В комнату вбежал слуга.

— Ваше превосходительство, столяр не хочет вносить гроба в ту комнату, где лежат графини, и никто не решается туда войти.

— И ты также, трус?

— Мне не под силу одному.

— Тогда я тебе помогу; я хочу сам своих дочерей… — и он направился к двери, но, видя, что я собираюсь следовать за ним, обернулся и крикнул:

— Назад, не смей ходить за мною! Еще того не доставало, чтоб я лишился третьей дочери. Подумай о своем ребенке.

Что делать? Я поколебалась… Самое мучительное в подобных положениях — это то, что не знаешь, в чем заключается твой долг. Если станешь ухаживать за больными, обряжать дорогих покойников, рискуешь перенести заразу на других, которых пока пощадила эпидемия.

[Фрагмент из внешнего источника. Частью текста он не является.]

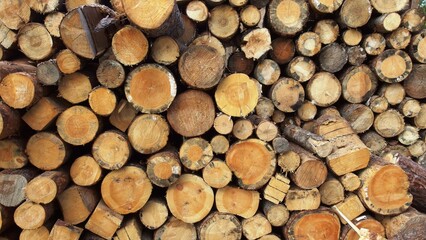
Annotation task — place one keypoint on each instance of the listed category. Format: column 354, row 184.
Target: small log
column 392, row 66
column 20, row 90
column 77, row 125
column 175, row 226
column 414, row 85
column 85, row 171
column 283, row 50
column 77, row 203
column 75, row 87
column 331, row 191
column 243, row 203
column 351, row 207
column 287, row 17
column 48, row 72
column 123, row 115
column 80, row 32
column 277, row 214
column 333, row 57
column 223, row 22
column 31, row 215
column 220, row 224
column 358, row 84
column 194, row 209
column 324, row 82
column 154, row 213
column 319, row 224
column 299, row 199
column 192, row 113
column 350, row 182
column 126, row 190
column 256, row 226
column 276, row 189
column 217, row 174
column 408, row 225
column 129, row 45
column 384, row 188
column 155, row 133
column 62, row 229
column 68, row 62
column 164, row 168
column 104, row 222
column 389, row 123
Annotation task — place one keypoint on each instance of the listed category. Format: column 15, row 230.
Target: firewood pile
column 214, row 119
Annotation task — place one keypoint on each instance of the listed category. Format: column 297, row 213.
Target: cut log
column 43, row 113
column 358, row 84
column 253, row 168
column 85, row 171
column 194, row 209
column 12, row 154
column 287, row 17
column 62, row 229
column 389, row 123
column 324, row 82
column 75, row 87
column 175, row 228
column 333, row 58
column 164, row 168
column 320, row 224
column 126, row 190
column 192, row 113
column 80, row 32
column 155, row 133
column 129, row 45
column 408, row 225
column 243, row 203
column 351, row 153
column 44, row 188
column 351, row 207
column 68, row 62
column 48, row 72
column 277, row 214
column 332, row 192
column 77, row 203
column 9, row 121
column 384, row 188
column 14, row 181
column 299, row 199
column 123, row 115
column 217, row 174
column 77, row 125
column 220, row 225
column 392, row 66
column 20, row 90
column 104, row 222
column 154, row 213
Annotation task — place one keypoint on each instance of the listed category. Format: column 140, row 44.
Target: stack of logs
column 215, row 119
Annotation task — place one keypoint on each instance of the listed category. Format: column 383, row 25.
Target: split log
column 77, row 203
column 319, row 224
column 154, row 213
column 14, row 181
column 164, row 168
column 85, row 171
column 194, row 209
column 155, row 133
column 192, row 113
column 243, row 203
column 220, row 225
column 104, row 222
column 260, row 160
column 126, row 190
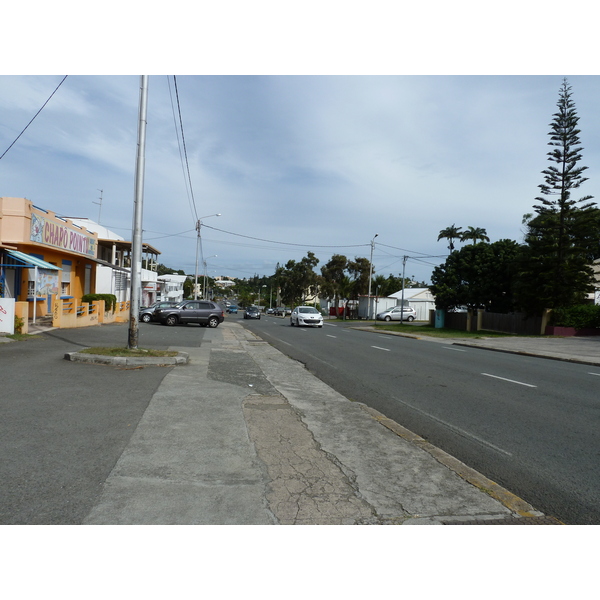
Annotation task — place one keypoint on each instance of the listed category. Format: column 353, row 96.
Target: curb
column 517, row 505
column 182, row 358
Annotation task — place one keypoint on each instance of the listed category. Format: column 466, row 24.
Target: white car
column 408, row 313
column 306, row 315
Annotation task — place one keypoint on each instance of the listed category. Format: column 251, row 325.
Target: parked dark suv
column 191, row 311
column 147, row 314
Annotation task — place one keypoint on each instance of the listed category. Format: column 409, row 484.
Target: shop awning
column 105, row 263
column 29, row 261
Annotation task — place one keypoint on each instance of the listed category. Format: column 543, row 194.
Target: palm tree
column 450, row 233
column 477, row 234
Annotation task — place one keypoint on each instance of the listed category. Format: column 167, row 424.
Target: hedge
column 110, row 300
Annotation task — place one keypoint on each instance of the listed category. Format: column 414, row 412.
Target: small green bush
column 110, row 300
column 580, row 317
column 19, row 322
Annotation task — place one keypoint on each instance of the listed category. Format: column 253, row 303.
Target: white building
column 421, row 299
column 113, row 271
column 171, row 287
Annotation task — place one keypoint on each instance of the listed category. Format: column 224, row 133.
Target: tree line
column 552, row 269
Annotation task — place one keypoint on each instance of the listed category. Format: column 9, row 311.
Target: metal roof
column 30, row 261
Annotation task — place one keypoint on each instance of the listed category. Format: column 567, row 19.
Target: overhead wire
column 282, row 243
column 187, row 181
column 36, row 114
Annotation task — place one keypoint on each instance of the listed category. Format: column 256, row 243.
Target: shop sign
column 57, row 235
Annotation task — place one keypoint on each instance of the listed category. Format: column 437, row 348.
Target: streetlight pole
column 136, row 243
column 204, row 285
column 198, row 241
column 370, row 277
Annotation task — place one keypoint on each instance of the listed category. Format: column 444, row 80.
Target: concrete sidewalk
column 245, row 435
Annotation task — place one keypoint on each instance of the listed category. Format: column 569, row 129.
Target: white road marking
column 458, row 430
column 509, row 380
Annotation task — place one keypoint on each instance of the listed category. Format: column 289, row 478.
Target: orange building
column 42, row 255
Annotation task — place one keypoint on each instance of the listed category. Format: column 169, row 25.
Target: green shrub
column 19, row 322
column 580, row 317
column 110, row 300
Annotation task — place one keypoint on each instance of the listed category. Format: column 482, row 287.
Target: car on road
column 406, row 313
column 146, row 314
column 252, row 312
column 306, row 315
column 206, row 314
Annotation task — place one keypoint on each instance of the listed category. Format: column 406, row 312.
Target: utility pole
column 100, row 203
column 136, row 245
column 402, row 306
column 370, row 277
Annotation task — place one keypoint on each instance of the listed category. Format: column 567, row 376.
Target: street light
column 205, row 287
column 259, row 295
column 198, row 238
column 370, row 277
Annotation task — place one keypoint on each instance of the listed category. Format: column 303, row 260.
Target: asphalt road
column 63, row 425
column 530, row 424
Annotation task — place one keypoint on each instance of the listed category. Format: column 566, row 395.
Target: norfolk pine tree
column 555, row 265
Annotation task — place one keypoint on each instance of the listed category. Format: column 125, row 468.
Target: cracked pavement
column 245, row 435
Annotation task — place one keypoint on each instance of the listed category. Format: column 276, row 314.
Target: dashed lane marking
column 509, row 380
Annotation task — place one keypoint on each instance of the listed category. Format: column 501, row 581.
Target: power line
column 187, row 187
column 36, row 114
column 282, row 243
column 195, row 211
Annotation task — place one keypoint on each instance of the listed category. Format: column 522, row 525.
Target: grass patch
column 137, row 352
column 441, row 333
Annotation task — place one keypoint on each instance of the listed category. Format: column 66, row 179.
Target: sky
column 293, row 163
column 303, row 134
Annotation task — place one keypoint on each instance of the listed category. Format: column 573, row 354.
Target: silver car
column 406, row 313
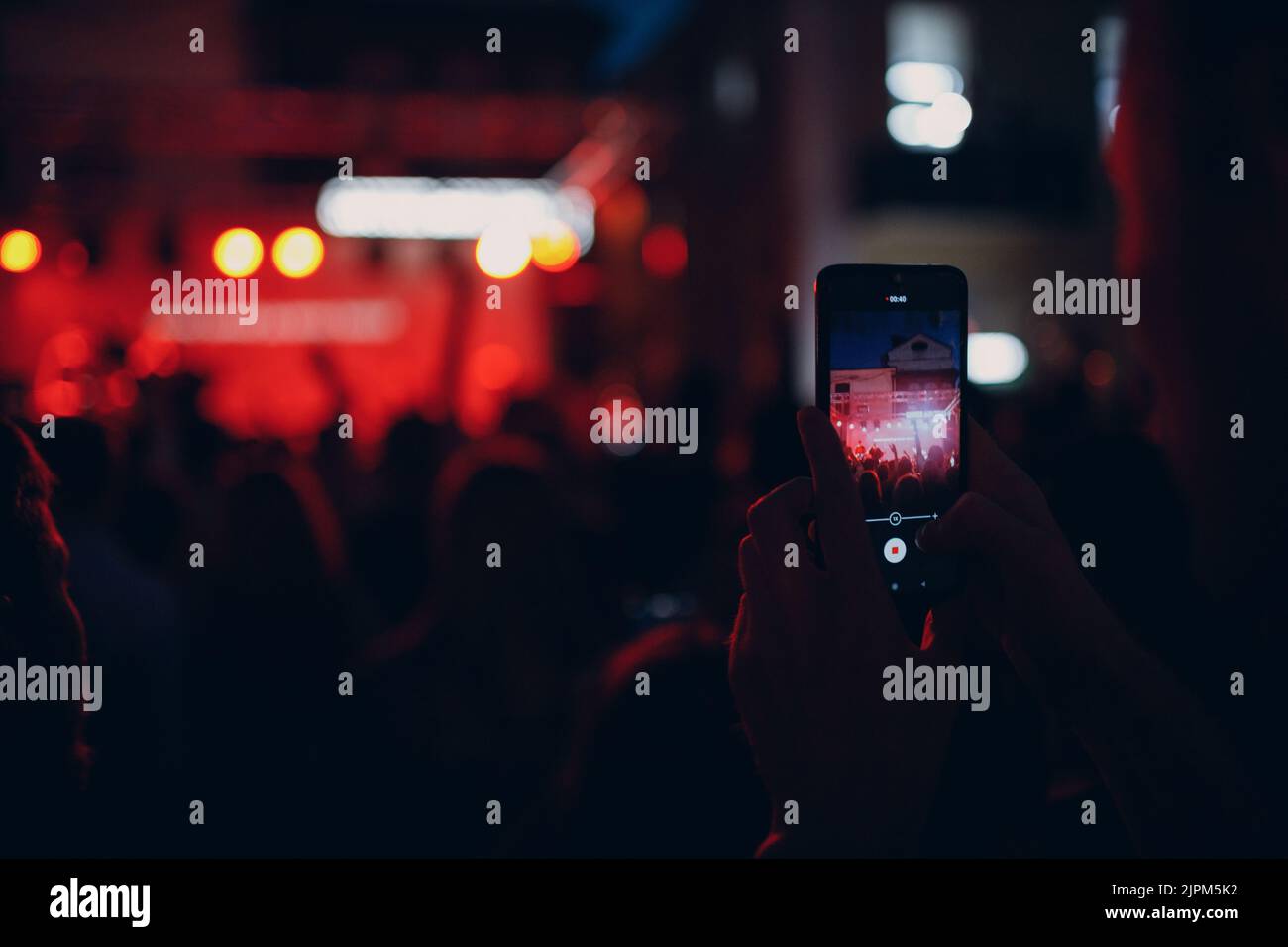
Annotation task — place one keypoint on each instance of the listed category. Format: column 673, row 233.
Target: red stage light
column 665, row 252
column 496, row 367
column 1099, row 368
column 297, row 253
column 121, row 388
column 72, row 260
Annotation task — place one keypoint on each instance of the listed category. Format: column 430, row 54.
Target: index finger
column 842, row 532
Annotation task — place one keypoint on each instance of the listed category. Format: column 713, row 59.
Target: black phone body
column 890, row 352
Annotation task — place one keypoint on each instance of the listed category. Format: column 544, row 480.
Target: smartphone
column 892, row 361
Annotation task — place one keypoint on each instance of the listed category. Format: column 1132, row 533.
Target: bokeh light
column 20, row 250
column 297, row 253
column 239, row 252
column 995, row 359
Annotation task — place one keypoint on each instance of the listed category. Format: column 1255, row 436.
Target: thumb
column 975, row 525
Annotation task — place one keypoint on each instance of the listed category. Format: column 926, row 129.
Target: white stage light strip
column 451, row 208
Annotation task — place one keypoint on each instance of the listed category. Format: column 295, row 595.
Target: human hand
column 806, row 660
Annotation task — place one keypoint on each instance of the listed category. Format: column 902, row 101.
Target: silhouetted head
column 870, row 489
column 38, row 621
column 907, row 495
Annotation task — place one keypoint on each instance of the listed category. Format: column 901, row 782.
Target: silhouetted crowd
column 910, row 482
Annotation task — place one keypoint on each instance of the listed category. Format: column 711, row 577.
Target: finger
column 997, row 476
column 750, row 676
column 977, row 525
column 945, row 629
column 841, row 531
column 780, row 517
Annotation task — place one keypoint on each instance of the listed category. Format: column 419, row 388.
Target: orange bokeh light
column 297, row 253
column 20, row 250
column 237, row 252
column 555, row 248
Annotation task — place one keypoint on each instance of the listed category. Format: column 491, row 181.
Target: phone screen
column 894, row 394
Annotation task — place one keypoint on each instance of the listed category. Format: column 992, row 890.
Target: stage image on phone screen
column 894, row 384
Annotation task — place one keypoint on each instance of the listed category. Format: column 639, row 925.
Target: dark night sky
column 861, row 338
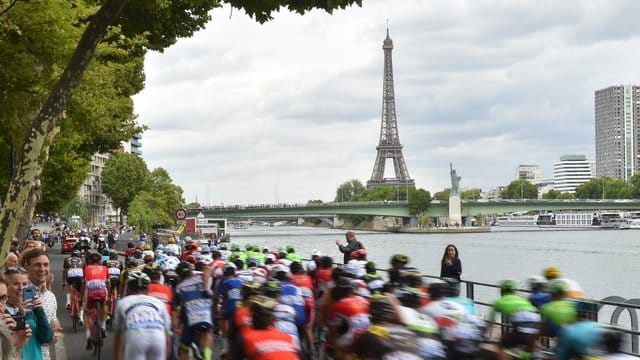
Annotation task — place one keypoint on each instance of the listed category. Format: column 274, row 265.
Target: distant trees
column 606, row 188
column 520, row 189
column 148, row 198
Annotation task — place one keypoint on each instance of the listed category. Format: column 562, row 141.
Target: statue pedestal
column 455, row 210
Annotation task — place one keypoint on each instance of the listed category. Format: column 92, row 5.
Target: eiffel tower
column 389, row 146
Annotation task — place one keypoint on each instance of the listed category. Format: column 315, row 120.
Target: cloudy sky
column 244, row 113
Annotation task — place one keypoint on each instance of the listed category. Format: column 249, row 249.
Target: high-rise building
column 572, row 171
column 99, row 205
column 531, row 173
column 617, row 122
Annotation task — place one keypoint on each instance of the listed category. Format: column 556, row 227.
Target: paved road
column 74, row 342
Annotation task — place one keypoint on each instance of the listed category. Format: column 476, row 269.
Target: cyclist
column 141, row 323
column 193, row 309
column 114, row 267
column 73, row 276
column 263, row 341
column 97, row 286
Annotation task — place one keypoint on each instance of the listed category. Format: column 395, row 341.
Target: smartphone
column 28, row 294
column 20, row 322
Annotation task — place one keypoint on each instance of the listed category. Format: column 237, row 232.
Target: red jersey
column 305, row 284
column 269, row 344
column 163, row 293
column 96, row 277
column 352, row 312
column 322, row 280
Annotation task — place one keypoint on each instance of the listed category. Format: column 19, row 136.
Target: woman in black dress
column 451, row 266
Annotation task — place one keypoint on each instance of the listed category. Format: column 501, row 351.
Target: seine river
column 603, row 262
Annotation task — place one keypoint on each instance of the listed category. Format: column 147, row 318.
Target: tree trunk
column 45, row 127
column 35, row 194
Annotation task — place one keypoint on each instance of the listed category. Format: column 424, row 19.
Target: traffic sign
column 180, row 214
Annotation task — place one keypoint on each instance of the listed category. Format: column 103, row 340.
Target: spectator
column 451, row 267
column 38, row 269
column 351, row 245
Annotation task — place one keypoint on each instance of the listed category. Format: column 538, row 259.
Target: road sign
column 180, row 214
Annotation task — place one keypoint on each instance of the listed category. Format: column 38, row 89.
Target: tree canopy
column 124, row 176
column 141, row 24
column 520, row 189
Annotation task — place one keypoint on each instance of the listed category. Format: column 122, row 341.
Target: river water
column 603, row 262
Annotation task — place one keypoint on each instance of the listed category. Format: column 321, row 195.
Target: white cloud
column 288, row 110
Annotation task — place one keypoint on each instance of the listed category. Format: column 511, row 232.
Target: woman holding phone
column 34, row 315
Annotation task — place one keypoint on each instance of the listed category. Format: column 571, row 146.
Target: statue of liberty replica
column 455, row 207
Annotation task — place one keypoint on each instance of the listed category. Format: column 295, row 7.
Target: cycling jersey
column 229, row 289
column 194, row 307
column 350, row 314
column 268, row 344
column 95, row 277
column 162, row 293
column 143, row 323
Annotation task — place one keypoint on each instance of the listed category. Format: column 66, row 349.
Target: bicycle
column 74, row 312
column 96, row 332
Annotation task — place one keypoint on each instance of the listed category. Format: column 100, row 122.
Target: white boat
column 569, row 219
column 615, row 220
column 517, row 220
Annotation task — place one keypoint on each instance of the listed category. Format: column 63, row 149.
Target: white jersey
column 170, row 263
column 144, row 324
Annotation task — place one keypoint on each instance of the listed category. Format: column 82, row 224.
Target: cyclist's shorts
column 76, row 282
column 115, row 282
column 100, row 294
column 189, row 334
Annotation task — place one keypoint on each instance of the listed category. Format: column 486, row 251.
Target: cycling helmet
column 536, row 282
column 552, row 272
column 250, row 288
column 509, row 285
column 271, row 288
column 95, row 258
column 381, row 309
column 229, row 268
column 400, row 259
column 557, row 287
column 279, row 271
column 138, row 279
column 437, row 289
column 183, row 269
column 453, row 287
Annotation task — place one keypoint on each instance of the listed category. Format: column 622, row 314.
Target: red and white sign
column 180, row 214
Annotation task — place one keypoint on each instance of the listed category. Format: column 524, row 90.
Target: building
column 531, row 173
column 101, row 211
column 617, row 123
column 572, row 171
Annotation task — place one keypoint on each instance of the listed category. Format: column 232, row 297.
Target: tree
column 349, row 191
column 124, row 176
column 471, row 194
column 162, row 22
column 520, row 189
column 419, row 201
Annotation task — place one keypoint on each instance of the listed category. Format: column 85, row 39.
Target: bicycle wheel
column 97, row 330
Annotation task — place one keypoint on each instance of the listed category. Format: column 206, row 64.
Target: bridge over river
column 400, row 208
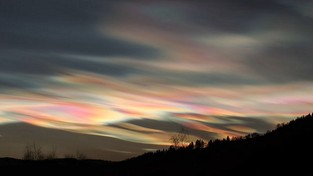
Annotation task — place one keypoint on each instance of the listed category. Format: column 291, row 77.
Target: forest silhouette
column 286, row 150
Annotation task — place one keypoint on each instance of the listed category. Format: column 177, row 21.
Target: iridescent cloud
column 137, row 71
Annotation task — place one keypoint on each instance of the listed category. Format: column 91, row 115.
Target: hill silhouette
column 286, row 150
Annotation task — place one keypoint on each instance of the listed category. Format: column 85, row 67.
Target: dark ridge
column 286, row 150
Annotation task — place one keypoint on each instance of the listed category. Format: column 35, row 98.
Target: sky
column 115, row 78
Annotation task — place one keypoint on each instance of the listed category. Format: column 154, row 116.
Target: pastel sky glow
column 135, row 72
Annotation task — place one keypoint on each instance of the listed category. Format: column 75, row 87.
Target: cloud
column 138, row 71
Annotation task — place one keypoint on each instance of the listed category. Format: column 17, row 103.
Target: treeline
column 35, row 152
column 283, row 150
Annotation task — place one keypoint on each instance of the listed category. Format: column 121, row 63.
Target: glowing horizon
column 135, row 71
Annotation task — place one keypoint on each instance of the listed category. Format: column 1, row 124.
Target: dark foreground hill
column 287, row 150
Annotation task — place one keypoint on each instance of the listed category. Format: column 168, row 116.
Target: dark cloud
column 257, row 123
column 171, row 126
column 14, row 138
column 34, row 33
column 284, row 64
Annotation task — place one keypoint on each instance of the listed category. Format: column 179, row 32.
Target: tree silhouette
column 33, row 152
column 181, row 138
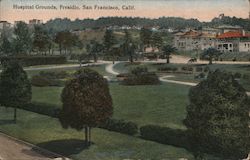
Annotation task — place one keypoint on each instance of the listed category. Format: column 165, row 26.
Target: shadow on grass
column 64, row 147
column 5, row 122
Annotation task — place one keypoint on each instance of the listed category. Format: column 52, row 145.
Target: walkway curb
column 37, row 149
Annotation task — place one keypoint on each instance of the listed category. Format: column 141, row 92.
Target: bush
column 36, row 60
column 237, row 75
column 141, row 76
column 165, row 135
column 121, row 126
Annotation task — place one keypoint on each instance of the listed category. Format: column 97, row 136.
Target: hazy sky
column 203, row 10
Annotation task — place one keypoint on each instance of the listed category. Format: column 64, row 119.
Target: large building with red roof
column 223, row 38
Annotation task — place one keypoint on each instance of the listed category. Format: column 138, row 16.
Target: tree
column 128, row 46
column 109, row 40
column 15, row 88
column 145, row 36
column 41, row 40
column 167, row 51
column 86, row 102
column 22, row 40
column 94, row 48
column 210, row 54
column 218, row 117
column 6, row 46
column 157, row 41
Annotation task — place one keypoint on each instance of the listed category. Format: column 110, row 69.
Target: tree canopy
column 218, row 117
column 86, row 101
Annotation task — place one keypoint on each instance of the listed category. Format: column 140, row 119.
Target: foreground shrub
column 36, row 60
column 121, row 126
column 165, row 135
column 141, row 76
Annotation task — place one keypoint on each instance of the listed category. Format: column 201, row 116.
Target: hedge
column 42, row 108
column 36, row 60
column 121, row 126
column 165, row 135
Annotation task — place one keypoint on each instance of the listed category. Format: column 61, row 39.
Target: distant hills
column 163, row 22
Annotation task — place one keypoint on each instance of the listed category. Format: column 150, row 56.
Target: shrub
column 165, row 135
column 36, row 60
column 141, row 76
column 237, row 75
column 121, row 126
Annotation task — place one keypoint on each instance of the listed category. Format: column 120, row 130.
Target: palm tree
column 167, row 51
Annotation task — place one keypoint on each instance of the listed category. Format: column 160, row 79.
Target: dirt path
column 110, row 69
column 13, row 149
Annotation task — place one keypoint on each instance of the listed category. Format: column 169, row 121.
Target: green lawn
column 161, row 104
column 48, row 133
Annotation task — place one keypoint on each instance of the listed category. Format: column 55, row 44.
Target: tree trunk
column 168, row 59
column 15, row 114
column 89, row 135
column 86, row 135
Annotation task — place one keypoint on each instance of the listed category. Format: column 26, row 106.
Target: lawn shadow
column 64, row 147
column 6, row 121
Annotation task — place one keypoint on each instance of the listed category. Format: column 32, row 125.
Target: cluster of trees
column 37, row 39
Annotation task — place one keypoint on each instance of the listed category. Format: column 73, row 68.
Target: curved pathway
column 110, row 69
column 14, row 149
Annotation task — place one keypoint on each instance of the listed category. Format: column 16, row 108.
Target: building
column 35, row 22
column 233, row 42
column 224, row 38
column 193, row 40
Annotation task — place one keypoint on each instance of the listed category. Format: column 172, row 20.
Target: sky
column 204, row 10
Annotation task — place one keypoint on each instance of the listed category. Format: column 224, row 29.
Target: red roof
column 233, row 35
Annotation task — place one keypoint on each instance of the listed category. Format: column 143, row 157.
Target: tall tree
column 94, row 48
column 167, row 51
column 210, row 54
column 41, row 40
column 157, row 41
column 6, row 46
column 15, row 88
column 128, row 46
column 218, row 117
column 145, row 36
column 109, row 40
column 23, row 39
column 86, row 102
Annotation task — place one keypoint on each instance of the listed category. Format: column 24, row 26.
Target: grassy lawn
column 99, row 68
column 47, row 132
column 161, row 104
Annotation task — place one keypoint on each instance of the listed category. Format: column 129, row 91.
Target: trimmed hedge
column 141, row 76
column 41, row 81
column 165, row 135
column 42, row 108
column 121, row 126
column 36, row 60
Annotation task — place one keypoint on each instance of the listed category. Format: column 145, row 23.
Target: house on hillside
column 233, row 42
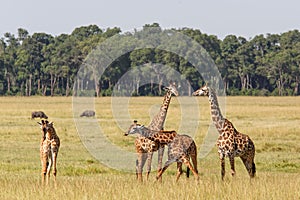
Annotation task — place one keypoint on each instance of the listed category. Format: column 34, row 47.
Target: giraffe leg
column 222, row 160
column 149, row 162
column 188, row 164
column 54, row 158
column 49, row 168
column 160, row 172
column 44, row 163
column 231, row 159
column 160, row 157
column 179, row 170
column 194, row 161
column 250, row 165
column 141, row 162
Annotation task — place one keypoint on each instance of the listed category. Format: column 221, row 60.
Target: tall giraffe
column 48, row 149
column 145, row 147
column 180, row 148
column 231, row 143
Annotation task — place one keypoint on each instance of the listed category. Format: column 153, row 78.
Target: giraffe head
column 43, row 125
column 203, row 91
column 133, row 128
column 49, row 127
column 172, row 88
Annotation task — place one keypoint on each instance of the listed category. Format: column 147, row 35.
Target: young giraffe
column 180, row 148
column 230, row 142
column 48, row 149
column 144, row 146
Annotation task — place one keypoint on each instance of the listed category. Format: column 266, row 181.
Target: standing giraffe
column 48, row 149
column 180, row 148
column 144, row 146
column 231, row 143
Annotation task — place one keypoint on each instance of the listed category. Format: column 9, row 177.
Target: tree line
column 42, row 64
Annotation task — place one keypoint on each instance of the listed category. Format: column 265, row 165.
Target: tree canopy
column 43, row 64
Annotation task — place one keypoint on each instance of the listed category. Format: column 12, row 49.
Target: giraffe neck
column 216, row 113
column 158, row 121
column 51, row 134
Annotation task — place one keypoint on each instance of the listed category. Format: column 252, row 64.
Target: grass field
column 271, row 122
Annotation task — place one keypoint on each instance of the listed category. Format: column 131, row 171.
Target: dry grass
column 272, row 123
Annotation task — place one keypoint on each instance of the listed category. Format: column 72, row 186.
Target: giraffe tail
column 188, row 172
column 253, row 169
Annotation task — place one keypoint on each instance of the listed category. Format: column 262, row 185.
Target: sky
column 246, row 18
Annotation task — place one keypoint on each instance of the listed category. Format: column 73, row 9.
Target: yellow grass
column 271, row 122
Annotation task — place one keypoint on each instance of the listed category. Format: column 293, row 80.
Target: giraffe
column 230, row 143
column 180, row 148
column 49, row 147
column 144, row 146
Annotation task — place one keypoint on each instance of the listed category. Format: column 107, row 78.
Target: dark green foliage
column 42, row 64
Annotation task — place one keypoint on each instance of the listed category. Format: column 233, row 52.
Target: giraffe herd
column 181, row 148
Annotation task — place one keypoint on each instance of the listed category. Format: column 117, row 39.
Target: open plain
column 271, row 122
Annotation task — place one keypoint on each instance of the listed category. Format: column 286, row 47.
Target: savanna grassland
column 271, row 122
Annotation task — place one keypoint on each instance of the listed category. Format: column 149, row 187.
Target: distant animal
column 88, row 113
column 49, row 147
column 38, row 114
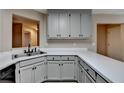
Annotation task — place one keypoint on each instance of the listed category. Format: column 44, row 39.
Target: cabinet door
column 99, row 79
column 86, row 26
column 53, row 24
column 53, row 70
column 67, row 70
column 27, row 74
column 64, row 25
column 40, row 72
column 75, row 24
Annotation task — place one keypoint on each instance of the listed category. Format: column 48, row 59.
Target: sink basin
column 27, row 54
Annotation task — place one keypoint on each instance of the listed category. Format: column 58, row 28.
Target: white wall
column 6, row 25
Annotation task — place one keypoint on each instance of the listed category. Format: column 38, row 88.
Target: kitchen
column 66, row 48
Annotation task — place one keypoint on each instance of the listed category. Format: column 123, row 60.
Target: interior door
column 64, row 24
column 67, row 70
column 53, row 24
column 75, row 24
column 40, row 72
column 27, row 74
column 86, row 25
column 53, row 70
column 114, row 42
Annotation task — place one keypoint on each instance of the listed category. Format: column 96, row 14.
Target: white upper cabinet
column 86, row 25
column 53, row 25
column 64, row 25
column 69, row 24
column 75, row 24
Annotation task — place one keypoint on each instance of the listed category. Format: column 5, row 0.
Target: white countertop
column 110, row 69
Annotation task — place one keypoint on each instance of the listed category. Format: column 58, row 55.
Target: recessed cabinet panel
column 27, row 74
column 53, row 25
column 53, row 71
column 67, row 70
column 69, row 25
column 75, row 24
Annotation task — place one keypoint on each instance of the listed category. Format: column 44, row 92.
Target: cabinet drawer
column 51, row 58
column 99, row 79
column 31, row 61
column 66, row 58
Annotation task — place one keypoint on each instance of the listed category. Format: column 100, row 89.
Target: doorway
column 109, row 40
column 24, row 31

Стремясь пожертвовать собою, ты сознаешь, что твоя смелость может стоить жизни другим.

Из подобной дилеммы существует только один выход: махнуть рукой на свою собственную жизнь и на жизнь близких сердцу, сказать себе, что все обречены на гибель, и ухаживать за каждым заболевшим, пока есть силы и не наступила твоя очередь. Осторожность, осмотрительность тут излишни. Как на борте тонущего корабля, люди говорят друг другу: «нет спасения» и теснее жмутся вместе, чтобы не так было страшно встретить смерть, точно так же остается поступать и время эпидемий. Все вместе, каждый друг за друга до последнего мгновения, а потом: «прощай, прекрасный мир!»

Мы вполне покорились судьба, отбросив всякие планы бегства. Каждый из нас бесстрашно ухаживал за больными и не страшился отдавать последний долг умершим. Даже Брессер не пытался удерживать нас более от такого образа действий, единственного согласного с человеколюбием и человеческим достоинством. Его присутствие, его энергическая неутомимая распорядительность только и поддерживали нас, придавая нам бодрость: по крайней мере, наш тонущий корабль не оставался без капитана.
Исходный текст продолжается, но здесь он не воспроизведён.